Jones described Moran’s personality as ‘Manchester’s biggest cheerleader’ and someone who goes above and beyond in the community.
“I don’t think there’s a mayor in the state that uses a sense of humor as well as I do, it’s all about people to me, to be the biggest cheerleader with the athletic director and mayor,” said Moran.
Student athletes have also gone above and beyond under the watchful eyes of the athletic director excelling in the classroom, something Moran said is all thanks to the athletes.
“The success of the college athlete has to do with them,” said Moran. “The most important thing for me is that they leave here better people then they came in, that they make a difference and hopefully they got a college degree.”
Moran described himself as the one orchestrating everything behind the scenes while the athletes are the main pieces that hold the puzzle together.

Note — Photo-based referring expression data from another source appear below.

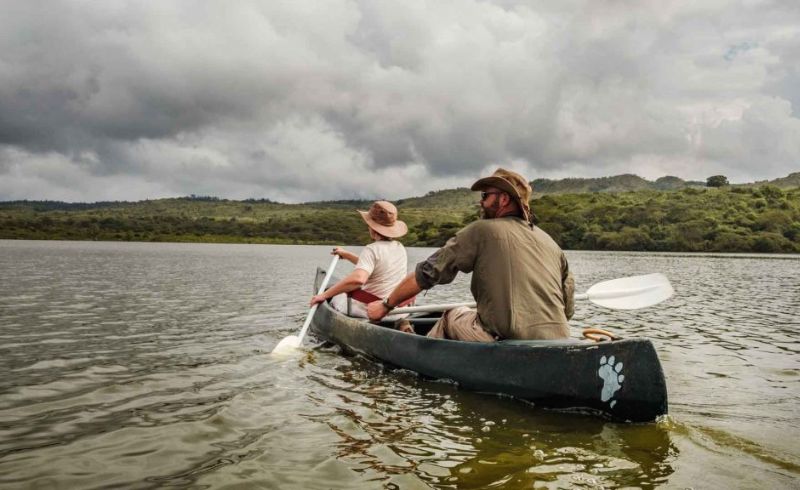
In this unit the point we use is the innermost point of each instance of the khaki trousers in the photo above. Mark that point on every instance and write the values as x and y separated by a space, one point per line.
460 323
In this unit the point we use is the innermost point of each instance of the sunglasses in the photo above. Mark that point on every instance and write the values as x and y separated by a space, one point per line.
484 195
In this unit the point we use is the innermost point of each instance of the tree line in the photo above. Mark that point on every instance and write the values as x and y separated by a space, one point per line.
715 219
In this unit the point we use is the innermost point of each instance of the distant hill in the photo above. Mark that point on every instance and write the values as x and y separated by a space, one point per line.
791 180
617 183
624 212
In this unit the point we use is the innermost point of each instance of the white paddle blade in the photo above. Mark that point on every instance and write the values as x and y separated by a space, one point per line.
631 293
287 345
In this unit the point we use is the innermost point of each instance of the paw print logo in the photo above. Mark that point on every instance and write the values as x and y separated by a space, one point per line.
612 377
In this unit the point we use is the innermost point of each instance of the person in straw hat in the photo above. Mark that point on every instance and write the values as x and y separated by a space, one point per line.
520 277
380 267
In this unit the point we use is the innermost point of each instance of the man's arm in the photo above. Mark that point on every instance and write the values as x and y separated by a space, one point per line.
351 282
408 288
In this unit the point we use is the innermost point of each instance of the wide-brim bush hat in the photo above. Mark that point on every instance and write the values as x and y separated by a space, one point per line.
382 217
512 183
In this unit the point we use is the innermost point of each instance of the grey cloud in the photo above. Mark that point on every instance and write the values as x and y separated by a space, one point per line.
303 101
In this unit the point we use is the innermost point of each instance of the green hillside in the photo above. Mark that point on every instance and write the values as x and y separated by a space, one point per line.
588 214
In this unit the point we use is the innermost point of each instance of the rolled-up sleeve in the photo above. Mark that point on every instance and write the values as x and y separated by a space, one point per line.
457 255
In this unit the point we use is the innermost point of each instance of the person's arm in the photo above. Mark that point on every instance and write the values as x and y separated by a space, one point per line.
345 254
408 288
567 288
351 282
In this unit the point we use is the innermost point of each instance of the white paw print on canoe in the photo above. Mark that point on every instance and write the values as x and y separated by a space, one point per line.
612 377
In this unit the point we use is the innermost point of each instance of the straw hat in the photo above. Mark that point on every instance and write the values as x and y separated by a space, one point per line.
382 217
511 182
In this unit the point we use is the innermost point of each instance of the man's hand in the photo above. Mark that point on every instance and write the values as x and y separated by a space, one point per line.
376 310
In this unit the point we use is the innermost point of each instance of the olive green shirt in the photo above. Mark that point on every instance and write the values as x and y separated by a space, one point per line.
520 277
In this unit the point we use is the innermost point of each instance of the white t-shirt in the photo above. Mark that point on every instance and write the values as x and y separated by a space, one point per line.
385 262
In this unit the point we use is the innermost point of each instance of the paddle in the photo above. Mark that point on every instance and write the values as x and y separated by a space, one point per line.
627 293
292 342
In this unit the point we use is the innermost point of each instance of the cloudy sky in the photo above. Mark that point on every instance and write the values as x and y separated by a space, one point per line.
300 100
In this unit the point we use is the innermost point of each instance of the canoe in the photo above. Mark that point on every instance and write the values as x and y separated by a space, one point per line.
621 379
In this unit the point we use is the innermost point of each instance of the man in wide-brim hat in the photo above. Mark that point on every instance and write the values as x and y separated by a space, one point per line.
379 268
520 276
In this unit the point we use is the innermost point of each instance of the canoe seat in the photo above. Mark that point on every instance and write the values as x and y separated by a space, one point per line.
538 343
367 297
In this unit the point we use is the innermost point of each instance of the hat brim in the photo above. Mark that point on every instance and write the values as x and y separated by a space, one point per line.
505 186
397 230
497 182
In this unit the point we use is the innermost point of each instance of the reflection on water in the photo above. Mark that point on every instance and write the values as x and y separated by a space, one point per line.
396 424
148 365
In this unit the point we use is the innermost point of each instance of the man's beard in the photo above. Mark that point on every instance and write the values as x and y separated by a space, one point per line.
490 212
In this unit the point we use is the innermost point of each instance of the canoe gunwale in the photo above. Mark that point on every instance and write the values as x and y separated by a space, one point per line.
620 379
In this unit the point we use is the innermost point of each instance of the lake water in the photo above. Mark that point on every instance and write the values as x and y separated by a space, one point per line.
142 365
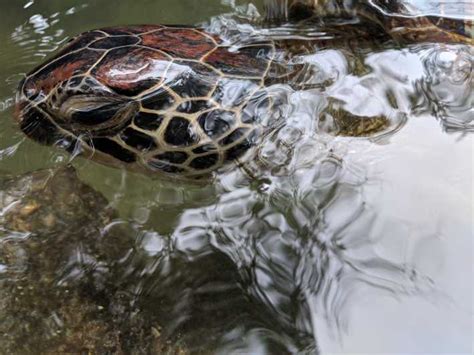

An unseen entity that keeps Moran going was the death of his daughter, who passed away from Hurler’s disease at six and a half
“She’s still my inspiration to this day. I support the community to give back to them for treating my daughter so well,” said Moran.
He has inspired so many during his time at Southern and in his political career like Sweeten and Jones and said that he wants to be remembered as someone who ‘made a difference.’
With seven years completed at the Owls helm of the athletic department, there is only one thing that Moran said he has learned from his peers.
He said that the wins and the losses don’t matter as much as the human level that everyone earns for.
“It doesn’t matter what you call me, it doesn’t matter if people like me or hate me, if you leave an impression on the heart it’s all the matters in the end,” said Moran.